The leaders offer a striking contrast: Berlusconi, a media mogul and one of Italy's richest men, has been plagued by criminal trials, conflict-of-interest accusations, tawdry scandals and headline-making gaffes that have drawn scorn from other countries but have done little to lower his high popularity rating at home.
Among other unguarded comments, Berlusconi made headlines shortly after the US presidential election when he said Obama is "young, he's handsome and he even has a good tan," but has traditionally entertained very friendly relations with the US.
Obama, on the other hand, is a young, dynamic president with a squeaky-clean family image and a reputation for phenomenal self-control, hence his nickname, "No Drama Obama." He is much admired abroad, especially in Western Europe.
The meeting is important for Berlusconi, who is seeking to establish a personal relationship with the young, popular president akin to the one he had with Obama's predecessor, President George W Bush.
The premier arrived late on Sunday and went straight to his hotel without making any statements to the press. He spent Monday morning working in his room and preparing for the meeting.
Berlusconi also must show Italians and the world that he is a statesman capable of pushing his country's interests as well as those of the G-8 nations. His office points out that Berlusconi is the second EU leader after British Prime Minister Gordon Brown to be received at the White House by Obama.
"Berlusconi has to show the world after all his antics of the past month-and-a-half that he is a world-class statesman and not an aging clown," said James Walston, a political science professor at the American University of Rome. "And he must be careful not to just drop bricks."
His trip to Washington follows suggestions from Berlusconi's wife, Veronica Lario, last month that the 72-year-old premier had an inappropriate relationship with 18-year-old Noemi Letizia. Lario cited Berlusconi's presence at Letizia's birthday party in announcing she was divorcing him.
Berlusconi has denied there was anything improper about his relationship with the teenager, who he has said is the daughter of an old friend from political circles. He has said he was victim of a slander campaign by the opposition ahead of last weekend's European Parliament elections.
While the Italian public was riveted, the scandal had no impact on Berlusconi's political career at home, as his People's Freedom Party won the European elections hands down over the center-left Democratic Party.
But it played big abroad and won him condemnation in newspaper opinion pieces in many countries.

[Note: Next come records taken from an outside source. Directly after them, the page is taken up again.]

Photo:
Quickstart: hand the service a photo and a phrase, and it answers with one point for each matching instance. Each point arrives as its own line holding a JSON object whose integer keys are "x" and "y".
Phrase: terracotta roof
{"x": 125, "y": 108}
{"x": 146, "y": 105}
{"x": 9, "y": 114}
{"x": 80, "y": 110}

Berlusconi's meeting with Obama and the upcoming G-8 meeting in L'Aquila mark opportunities for the aging premier to be relevant.
On the economy, the United States and Britain favor staying committed to free-spending measures to jolt the economy, but several continental European countries and Canada want unwinding those measures to be the main topic of conversation. Italy has not taken a position, choosing to remain neutral.
The two also are expected to discuss the situation in the Middle East, Afghanistan, where Italy has about 2,800 troops and Iran, the premier's office said.
The Berlusconi aide said the premier is considering temporarily sending more than 500 police officers, troops, police instructors and pilots to Afghanistan to bolster its contingent there in the run-up to the August 20 election.